Nebi Yunis, Beit Omer.

06:45 Bethlehem Checkpoint (Rachel in military slang): Only four positions open out of the six which have computers: there are another six ready for use, but no computers have been installed. The lines at the four open positions are small. 3-7 people in each, and occasionally one or two of the positions have no customers. The Palestinians flow into the terminal “drop by drop” giving the impression that all is quiet and calm. Each one that appears quickly from behind the scenes clutches a belt and arranges his trousers. We asked people coming out, and they said that at the entrance to the terminal there is a huge crowd and considerable pressure. As usual.

A 60 year old Jerusalemite holding a plastic bag of food tries to get to work in Bethlehem. He is not allowed. One of the security company personnel tells him: “you're Israeli - go back to Jerusalem!” Argument doesn't help.


07:45 AM, Al Nashshash (entrance to el-Hader) : Two people waiting for us, to give 30 shekels for revenue stamps and photocopies of identity cards. They sign powers of attorney. With all that we will go to a police station in Jerusalem to get their data from the police computer, so they will know whether they have open files or not - and if so, then what are the file numbers. These files are for the most part for illegal stays in Israel: in other words, they were caught entering for work without permits. The simple information about file number and police station is supposed to be given them by a policeman at the DCL. It is already five years that we have been complaining and getting promises that the police will indeed give the information which tells a man why he is under Police Prohibition.

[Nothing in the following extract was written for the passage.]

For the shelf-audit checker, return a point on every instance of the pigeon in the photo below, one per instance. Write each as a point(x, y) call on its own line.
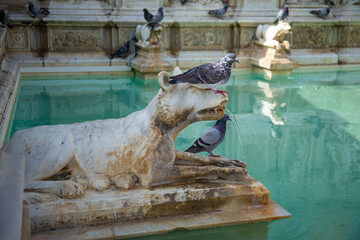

No change has taken place in this simple matter. Many people do not succeed in clarifying the reason for their prohibition and are therefore unable to deal with it. Of course the help that we give by extracting the information from a Jerusalem police station is a drop in the ocean, and only serves to indicate the size of the difficulty.


08:00 AM, Etzion DCL: This is the day in the week when residents of Bethlehem are supposed to get service at the DCL. Many people are crowded inside the DCL, and more outside.

An officer standing by the turnstile berates the waiting people for coming early, and says that the early birds will enter last, and the first in will be those who arrived at 08:00. He says that he doesn't care that they have made a list of the people in line.

Ashraf from Bethlehem has a list of 98 people, and he is number 23 on the list. In the half hour that we were there another 40 people arrived. We also talked to Mansour, who was number 96.

The centre of the room is almost bereft of benches. There are a few along the walls and at the front of the room. There are only 64 places to sit. We counted. We don't know why they took out the benches that filled the room. Some 20 women are waiting, and another ten arrived while we were there. They are accepted first. Scores of men are waiting, standing, inside and out.


08:30 AM, Beit Omer :Again we meet people who ask us to get print out from the police computer, and ask what can be done against their prohibition, named “prohibition under the Inspector General's criteria” which can be for a year, three, ten or all life. (I will send shortly details of police problems in a separate report.)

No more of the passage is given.